Guo Wengui, also known as Miles Kwok, believes he is "perceived as a political opponent of the Chinese regime", Thomas Ragland told the BBC.
Beijing has sought Mr Guo's arrest, but charges against him are unclear.
State media outlets have accused the 50-year-old of bribing a vice-minister, a charge which Mr Guo has denied.
"He fears that the Chinese regime would seek retribution for the things he's been saying and the exposure he's been responsible for," Mr Ragland said on Thursday.
Mr Guo, who left China in 2014, has published a series of tweets and YouTube videos to allege corruption among top members of the ruling Chinese Communist Party, including Beijing's anti-corruption czar, Wang Qishan.
He has also released what he alleges are official state secrets ahead of a key Communist Party congress, which is held every five years and is scheduled to begin on 18 October.
Though Mr Guo has not provided substantial evidence for his claims, his criticism has drawn ire from Beijing.
The Chinese government in April issued a global "red notice" through the global police co-operation agency Interpol for Mr Guo's arrest.
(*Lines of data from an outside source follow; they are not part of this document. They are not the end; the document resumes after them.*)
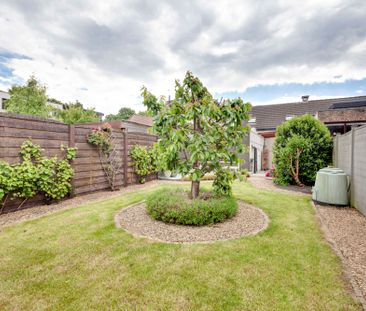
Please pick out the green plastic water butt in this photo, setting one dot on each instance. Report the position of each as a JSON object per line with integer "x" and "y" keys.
{"x": 331, "y": 187}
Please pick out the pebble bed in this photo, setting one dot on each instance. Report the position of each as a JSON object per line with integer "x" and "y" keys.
{"x": 134, "y": 219}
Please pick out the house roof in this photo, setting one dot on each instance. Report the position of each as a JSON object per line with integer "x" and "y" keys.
{"x": 148, "y": 121}
{"x": 268, "y": 117}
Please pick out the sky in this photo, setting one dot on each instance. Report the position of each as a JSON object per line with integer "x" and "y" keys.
{"x": 102, "y": 52}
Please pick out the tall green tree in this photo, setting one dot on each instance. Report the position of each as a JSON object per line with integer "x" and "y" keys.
{"x": 123, "y": 114}
{"x": 196, "y": 132}
{"x": 30, "y": 99}
{"x": 303, "y": 145}
{"x": 75, "y": 113}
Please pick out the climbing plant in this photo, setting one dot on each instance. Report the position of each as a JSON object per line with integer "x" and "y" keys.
{"x": 145, "y": 161}
{"x": 110, "y": 157}
{"x": 36, "y": 174}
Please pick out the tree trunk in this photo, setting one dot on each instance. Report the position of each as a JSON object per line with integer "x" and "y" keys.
{"x": 195, "y": 189}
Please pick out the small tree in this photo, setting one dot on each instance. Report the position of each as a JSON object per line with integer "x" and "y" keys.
{"x": 30, "y": 99}
{"x": 196, "y": 132}
{"x": 75, "y": 113}
{"x": 303, "y": 145}
{"x": 123, "y": 114}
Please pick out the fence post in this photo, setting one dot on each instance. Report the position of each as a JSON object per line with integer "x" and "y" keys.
{"x": 352, "y": 164}
{"x": 72, "y": 144}
{"x": 125, "y": 158}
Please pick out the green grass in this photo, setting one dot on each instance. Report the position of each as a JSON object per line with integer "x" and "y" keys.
{"x": 78, "y": 260}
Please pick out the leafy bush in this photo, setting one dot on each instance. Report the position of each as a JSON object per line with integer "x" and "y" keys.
{"x": 100, "y": 137}
{"x": 145, "y": 160}
{"x": 36, "y": 174}
{"x": 75, "y": 113}
{"x": 303, "y": 145}
{"x": 222, "y": 183}
{"x": 174, "y": 206}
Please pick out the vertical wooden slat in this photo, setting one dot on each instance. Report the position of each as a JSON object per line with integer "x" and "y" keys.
{"x": 72, "y": 144}
{"x": 125, "y": 158}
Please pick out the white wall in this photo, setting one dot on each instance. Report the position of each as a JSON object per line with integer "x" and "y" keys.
{"x": 257, "y": 141}
{"x": 268, "y": 145}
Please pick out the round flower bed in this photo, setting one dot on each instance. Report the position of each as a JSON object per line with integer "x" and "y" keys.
{"x": 174, "y": 206}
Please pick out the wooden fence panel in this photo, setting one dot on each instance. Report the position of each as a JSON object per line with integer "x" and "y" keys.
{"x": 89, "y": 175}
{"x": 349, "y": 154}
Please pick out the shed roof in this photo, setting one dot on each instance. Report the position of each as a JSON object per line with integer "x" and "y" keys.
{"x": 268, "y": 117}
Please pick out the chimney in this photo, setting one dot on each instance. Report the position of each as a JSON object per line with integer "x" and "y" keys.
{"x": 305, "y": 98}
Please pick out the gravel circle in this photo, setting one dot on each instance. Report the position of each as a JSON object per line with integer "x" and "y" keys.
{"x": 249, "y": 220}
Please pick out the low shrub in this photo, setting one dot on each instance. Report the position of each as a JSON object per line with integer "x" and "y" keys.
{"x": 175, "y": 206}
Chinese authorities have reportedly investigated Mr Guo for at least 19 crimes including kidnapping, fraud and money laundering, according to AP news agency.
Last month Chinese police opened an investigation into a new allegation of rape against Mr Guo, the agency reported.
In April, Chinese news outlets said Mr Guo had bribed the former vice-minister of state security, Ma Jian, with 60m yuan (£6.8m, $8.7m). Mr Ma has since been arrested and is being prosecuted for corruption.
Mr Guo has denied the charges and suggested the arrest warrant was politically motivated.
As an asylum applicant, Mr Guo, whose tourist visa is due to expire later this year, is entitled remain in the US until a final administrative decision is reached, Mr Ragland said.
The national average for an asylum application process is two to three years, Reuters news agency reports.
He also faces a series of defamation lawsuits in the US by several Chinese individuals and companies.
Mr Guo says he is no longer a citizen of China.
In April, he told Voice of America's Chinese-language service he had passports from 11 countries, but it is unclear why he would not move to another country once his US visa expires.
Mr Ragland declined to elaborate on his standing as a Chinese citizen, citing confidentiality reasons.
"He is here on a valid passport with a valid visa and beyond that I don't really want to discuss passport issues," he said.